Pianiste russe âgée de vingt-neuf ans, désormais établie à Paris, Julia Riabova avait pris le risque de débuter son récital par la Vingt-troisième sonate (1828) de Schubert.
La seconde partie fournissait l’occasion d’une intéressante découverte, celle de Manuel Blancafort (1897-1987), venu, comme son ami et compatriote catalan Mompou, étudier à Paris, où il acquit la célébrité lorsque Ricardo Vines créa Le Parc d’attractions (1924). Cette suite de six pièces brèves d’une durée totale d’un peu plus de vingt minutes – à ne pas confondre avec Parc d’attractions – Paris 1937, recueil collectif auquel contribuèrent quelques années plus tard Halffter, Harsanyi, Honegger, Martinu, Mihalovici, Mompou, Rieti, Tansman et Tcherepnine à l’occasion de l’Exposition internationale – s’inscrit dans une époque prônant une certaine simplicité, sous l’influence de Satie et du Groupe des Six, dont on reconnaît ici ou là le langage polytonal.
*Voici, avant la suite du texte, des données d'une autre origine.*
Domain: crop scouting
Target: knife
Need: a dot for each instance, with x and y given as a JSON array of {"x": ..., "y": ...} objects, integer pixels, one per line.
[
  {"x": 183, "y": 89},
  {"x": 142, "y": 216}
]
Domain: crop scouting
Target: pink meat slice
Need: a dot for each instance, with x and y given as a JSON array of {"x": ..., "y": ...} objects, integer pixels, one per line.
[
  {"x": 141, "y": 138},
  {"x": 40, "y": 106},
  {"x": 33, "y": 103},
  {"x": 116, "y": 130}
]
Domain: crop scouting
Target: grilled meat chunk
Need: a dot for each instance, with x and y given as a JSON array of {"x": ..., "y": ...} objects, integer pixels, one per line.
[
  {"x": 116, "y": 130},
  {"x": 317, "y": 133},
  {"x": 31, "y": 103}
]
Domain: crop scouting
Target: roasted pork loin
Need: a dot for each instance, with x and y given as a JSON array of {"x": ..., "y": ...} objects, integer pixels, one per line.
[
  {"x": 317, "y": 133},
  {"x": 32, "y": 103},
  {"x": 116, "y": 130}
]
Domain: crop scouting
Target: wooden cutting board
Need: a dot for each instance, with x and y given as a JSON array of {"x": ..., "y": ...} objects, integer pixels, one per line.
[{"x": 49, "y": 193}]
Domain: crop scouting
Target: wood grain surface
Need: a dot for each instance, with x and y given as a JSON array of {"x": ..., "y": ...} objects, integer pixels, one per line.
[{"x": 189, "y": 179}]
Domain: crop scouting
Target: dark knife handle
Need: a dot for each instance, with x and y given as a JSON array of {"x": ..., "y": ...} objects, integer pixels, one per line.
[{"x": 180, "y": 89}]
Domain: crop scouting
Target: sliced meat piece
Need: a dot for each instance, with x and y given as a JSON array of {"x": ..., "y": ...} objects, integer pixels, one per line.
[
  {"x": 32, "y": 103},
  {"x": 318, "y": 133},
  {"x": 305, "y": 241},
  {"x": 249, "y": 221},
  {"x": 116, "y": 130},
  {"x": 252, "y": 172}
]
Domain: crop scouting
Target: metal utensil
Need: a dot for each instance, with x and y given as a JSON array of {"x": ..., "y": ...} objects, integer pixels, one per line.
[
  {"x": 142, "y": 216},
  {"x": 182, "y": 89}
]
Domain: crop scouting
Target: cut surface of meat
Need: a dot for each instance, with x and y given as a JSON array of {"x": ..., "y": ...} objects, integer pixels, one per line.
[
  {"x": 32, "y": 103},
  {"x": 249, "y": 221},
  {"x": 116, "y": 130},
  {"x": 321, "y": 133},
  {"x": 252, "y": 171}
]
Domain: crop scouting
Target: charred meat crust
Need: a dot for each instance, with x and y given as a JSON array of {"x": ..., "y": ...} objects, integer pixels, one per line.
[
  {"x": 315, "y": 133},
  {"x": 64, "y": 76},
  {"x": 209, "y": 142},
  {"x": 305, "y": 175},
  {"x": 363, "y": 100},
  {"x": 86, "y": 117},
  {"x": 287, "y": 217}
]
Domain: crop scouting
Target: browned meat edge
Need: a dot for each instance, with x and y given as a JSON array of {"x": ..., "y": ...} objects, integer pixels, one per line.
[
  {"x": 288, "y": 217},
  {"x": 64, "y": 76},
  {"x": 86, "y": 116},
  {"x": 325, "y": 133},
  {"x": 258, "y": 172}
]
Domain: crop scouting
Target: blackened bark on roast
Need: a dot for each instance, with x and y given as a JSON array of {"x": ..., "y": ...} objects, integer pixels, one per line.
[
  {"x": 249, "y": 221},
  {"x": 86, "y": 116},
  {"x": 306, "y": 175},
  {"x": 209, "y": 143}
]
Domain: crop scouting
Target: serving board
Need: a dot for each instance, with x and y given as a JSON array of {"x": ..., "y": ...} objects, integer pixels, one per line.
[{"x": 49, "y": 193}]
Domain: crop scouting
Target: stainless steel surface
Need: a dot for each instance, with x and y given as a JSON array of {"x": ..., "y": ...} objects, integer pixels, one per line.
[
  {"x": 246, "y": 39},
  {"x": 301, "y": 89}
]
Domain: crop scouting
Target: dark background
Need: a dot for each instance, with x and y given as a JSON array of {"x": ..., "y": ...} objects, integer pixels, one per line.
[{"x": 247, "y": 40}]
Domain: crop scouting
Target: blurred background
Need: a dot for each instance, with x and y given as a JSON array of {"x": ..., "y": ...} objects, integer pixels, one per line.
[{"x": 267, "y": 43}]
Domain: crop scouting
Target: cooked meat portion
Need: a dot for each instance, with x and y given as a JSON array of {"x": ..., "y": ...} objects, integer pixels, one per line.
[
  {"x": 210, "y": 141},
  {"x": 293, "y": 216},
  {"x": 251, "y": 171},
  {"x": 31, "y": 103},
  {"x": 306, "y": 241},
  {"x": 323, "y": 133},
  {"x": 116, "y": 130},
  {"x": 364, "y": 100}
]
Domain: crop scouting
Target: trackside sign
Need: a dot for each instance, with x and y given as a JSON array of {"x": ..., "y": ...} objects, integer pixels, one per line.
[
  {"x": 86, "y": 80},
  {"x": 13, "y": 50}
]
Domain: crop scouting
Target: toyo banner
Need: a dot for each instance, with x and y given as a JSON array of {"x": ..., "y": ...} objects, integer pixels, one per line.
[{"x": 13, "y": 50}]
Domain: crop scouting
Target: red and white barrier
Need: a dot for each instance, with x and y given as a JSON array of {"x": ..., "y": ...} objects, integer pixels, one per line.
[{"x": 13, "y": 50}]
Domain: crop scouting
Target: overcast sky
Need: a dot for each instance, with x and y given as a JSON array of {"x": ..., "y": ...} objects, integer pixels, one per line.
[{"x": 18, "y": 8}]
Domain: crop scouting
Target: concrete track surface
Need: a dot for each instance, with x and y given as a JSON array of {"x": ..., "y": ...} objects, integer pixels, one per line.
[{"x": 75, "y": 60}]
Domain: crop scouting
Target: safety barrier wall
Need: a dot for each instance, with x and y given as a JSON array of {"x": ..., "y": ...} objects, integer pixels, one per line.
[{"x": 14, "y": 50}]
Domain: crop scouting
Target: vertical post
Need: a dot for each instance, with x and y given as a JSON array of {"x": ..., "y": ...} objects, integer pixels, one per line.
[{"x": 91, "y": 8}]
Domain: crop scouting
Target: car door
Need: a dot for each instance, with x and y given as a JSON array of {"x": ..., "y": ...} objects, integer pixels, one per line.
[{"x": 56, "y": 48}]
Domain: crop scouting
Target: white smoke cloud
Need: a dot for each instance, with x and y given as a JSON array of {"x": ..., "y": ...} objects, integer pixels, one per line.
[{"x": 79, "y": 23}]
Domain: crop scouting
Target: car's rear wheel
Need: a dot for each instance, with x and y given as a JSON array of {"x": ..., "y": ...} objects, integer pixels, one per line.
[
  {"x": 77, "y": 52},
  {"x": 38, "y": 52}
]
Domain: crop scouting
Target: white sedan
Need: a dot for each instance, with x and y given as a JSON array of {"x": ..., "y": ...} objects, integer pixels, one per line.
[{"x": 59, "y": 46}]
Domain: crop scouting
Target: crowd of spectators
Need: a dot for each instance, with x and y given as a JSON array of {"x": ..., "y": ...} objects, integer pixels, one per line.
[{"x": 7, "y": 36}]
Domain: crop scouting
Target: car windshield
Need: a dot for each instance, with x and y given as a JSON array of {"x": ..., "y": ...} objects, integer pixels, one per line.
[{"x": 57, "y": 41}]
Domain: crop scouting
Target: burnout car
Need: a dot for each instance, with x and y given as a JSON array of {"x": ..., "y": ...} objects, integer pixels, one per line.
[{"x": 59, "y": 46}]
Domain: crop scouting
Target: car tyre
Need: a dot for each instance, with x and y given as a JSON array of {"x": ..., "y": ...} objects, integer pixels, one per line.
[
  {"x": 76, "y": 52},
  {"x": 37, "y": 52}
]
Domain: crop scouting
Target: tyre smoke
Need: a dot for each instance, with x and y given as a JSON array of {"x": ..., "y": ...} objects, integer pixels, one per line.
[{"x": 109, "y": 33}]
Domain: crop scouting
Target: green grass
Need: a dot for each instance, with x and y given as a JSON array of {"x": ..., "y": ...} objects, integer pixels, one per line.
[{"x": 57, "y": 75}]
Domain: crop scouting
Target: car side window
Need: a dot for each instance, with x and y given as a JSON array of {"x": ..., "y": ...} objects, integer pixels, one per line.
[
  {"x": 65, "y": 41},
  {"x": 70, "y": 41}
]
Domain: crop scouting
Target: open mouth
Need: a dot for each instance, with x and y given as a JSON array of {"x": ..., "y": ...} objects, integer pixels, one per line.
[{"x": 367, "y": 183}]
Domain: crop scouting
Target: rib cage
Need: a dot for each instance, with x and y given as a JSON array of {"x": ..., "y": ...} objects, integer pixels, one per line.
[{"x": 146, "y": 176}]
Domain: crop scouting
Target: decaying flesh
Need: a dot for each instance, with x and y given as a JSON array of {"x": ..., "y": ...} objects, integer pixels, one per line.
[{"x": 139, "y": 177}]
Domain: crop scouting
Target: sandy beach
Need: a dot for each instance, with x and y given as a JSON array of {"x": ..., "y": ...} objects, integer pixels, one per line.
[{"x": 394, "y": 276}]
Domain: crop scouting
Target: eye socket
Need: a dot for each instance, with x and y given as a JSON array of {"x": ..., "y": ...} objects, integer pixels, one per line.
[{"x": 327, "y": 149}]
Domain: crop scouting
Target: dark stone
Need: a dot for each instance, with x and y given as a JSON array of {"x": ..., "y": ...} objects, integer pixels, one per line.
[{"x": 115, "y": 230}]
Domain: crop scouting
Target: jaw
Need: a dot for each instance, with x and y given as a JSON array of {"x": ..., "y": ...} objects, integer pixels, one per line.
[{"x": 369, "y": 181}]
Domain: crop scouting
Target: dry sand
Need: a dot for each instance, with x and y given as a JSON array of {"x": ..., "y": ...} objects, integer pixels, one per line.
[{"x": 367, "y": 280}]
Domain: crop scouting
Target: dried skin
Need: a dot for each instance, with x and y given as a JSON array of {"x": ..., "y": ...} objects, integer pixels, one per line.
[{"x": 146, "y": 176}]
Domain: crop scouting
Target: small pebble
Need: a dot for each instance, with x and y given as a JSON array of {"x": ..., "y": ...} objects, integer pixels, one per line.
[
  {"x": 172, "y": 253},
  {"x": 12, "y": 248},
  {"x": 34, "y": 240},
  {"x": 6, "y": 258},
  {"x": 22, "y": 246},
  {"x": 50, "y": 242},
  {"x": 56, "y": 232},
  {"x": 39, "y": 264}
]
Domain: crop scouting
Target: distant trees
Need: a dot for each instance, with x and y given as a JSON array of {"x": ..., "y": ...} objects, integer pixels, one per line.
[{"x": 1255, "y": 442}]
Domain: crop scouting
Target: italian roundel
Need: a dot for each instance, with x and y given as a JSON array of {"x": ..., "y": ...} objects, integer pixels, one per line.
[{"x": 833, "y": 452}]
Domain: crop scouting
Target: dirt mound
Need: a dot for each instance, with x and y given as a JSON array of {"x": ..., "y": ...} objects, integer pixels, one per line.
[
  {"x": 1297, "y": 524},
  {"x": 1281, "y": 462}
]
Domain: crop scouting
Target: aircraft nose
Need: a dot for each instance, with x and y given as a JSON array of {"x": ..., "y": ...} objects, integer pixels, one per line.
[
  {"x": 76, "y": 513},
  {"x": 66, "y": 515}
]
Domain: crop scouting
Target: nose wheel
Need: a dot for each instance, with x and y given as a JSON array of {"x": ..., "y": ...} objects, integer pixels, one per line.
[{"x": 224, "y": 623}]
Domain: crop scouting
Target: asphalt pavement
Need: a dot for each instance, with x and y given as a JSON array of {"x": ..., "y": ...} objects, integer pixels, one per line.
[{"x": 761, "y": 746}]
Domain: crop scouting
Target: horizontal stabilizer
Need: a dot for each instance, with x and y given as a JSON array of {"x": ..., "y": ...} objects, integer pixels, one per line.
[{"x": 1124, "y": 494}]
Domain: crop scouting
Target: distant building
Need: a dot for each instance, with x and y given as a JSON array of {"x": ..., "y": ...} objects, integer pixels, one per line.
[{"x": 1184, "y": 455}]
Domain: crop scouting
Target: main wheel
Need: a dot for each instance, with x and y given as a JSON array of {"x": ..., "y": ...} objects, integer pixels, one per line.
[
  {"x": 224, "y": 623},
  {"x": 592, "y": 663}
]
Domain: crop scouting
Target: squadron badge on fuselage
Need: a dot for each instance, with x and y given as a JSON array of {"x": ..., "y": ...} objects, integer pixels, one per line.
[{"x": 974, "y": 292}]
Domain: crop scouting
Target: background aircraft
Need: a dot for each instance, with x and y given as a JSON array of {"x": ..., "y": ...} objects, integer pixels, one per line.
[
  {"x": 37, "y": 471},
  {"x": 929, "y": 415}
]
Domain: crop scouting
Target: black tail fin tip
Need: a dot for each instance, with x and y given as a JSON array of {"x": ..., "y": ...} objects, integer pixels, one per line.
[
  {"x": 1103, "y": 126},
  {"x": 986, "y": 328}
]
Ayant parfaitement assimilé Debussy et Ravel – Polka de l’équilibriste et Près du dancing apparaissent comme des descendants de Golliwogg’s cakewalk ou de General Lavine–eccentric – Blancafort y apporte cependant une touche très personnelle, moins elliptique et plus brillante que Mompou, mais pleine de nostalgie, d’une feinte naïveté, bien plus allusive et intimiste que descriptive.

C’est exactement à la même époque (respectivement 1921 et 1925) que Rachmaninov adapta deux des plus célèbres miniatures de Kreisler, Liebesleid et Liebesfreud: bien dans la manière des virtuoses compositeurs, les mélodies originales sont enrichies au point d’être étouffées par des lianes d’arabesques, d’ornementations et d’harmonies recherchées, mais Julia Riabova s’y attaque avec panache, montrant qu’elle sait user de la couleur et des contrastes.

Trois bis complètent la soirée: le Treizième prélude (1839) de Chopin, lent mais sans affectation, puis le célèbre Prélude en ut dièse mineur, deuxième des cinq Pièces de fantaisie (1892) de Rachmaninov, monumental sans excès, et enfin le retour de la Polka de l’équilibriste de Blancafort.